Urticaria facitia ist eine Form der Nesselsucht (Urticaria, Urtikaria), bei der die Symptome durch äußere, physikalische Reize ausgelöst werden. Damit gehört die Urticaria facitia zu den physikalischen Nesselsucht-Formen. „Facitia“ ist vom lateinischen „facere“ abgeleitet – was soviel heißt wie „machen“. 
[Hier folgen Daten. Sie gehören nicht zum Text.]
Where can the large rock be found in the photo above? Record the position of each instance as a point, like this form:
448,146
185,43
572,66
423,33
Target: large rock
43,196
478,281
Beschwerden treten auf, wenn die Haut gescheuert, gerieben oder gekratzt wird. Dann zeigen sich Quaddeln, Hautrötungen und Juckreiz. Wird die Haut gereizt, kommt es zur Ausschüttung von Histamin, das die juckenden Quaddeln verursacht.

Etwa 5% der Gesamtbevölkerung leiden unter der Urticaria facitia, betroffen sind häufig auch jene, die noch eine weitere Nesselsucht-Erkrankung haben. Besonders oft erkranken Menschen zwischen dem 20. und dem 30. Lebensjahr, Frauen etwas häufiger als Männer. Die durchschnittliche Dauer liegt zwischen 2 und 5 Jahren.

Die Therapie der Urticaria facitia beschränkt sich meist darauf, Hautreizungen bestmöglich zu vermeiden. Bei starken Beschwerden können Antihistaminika verordnet werden.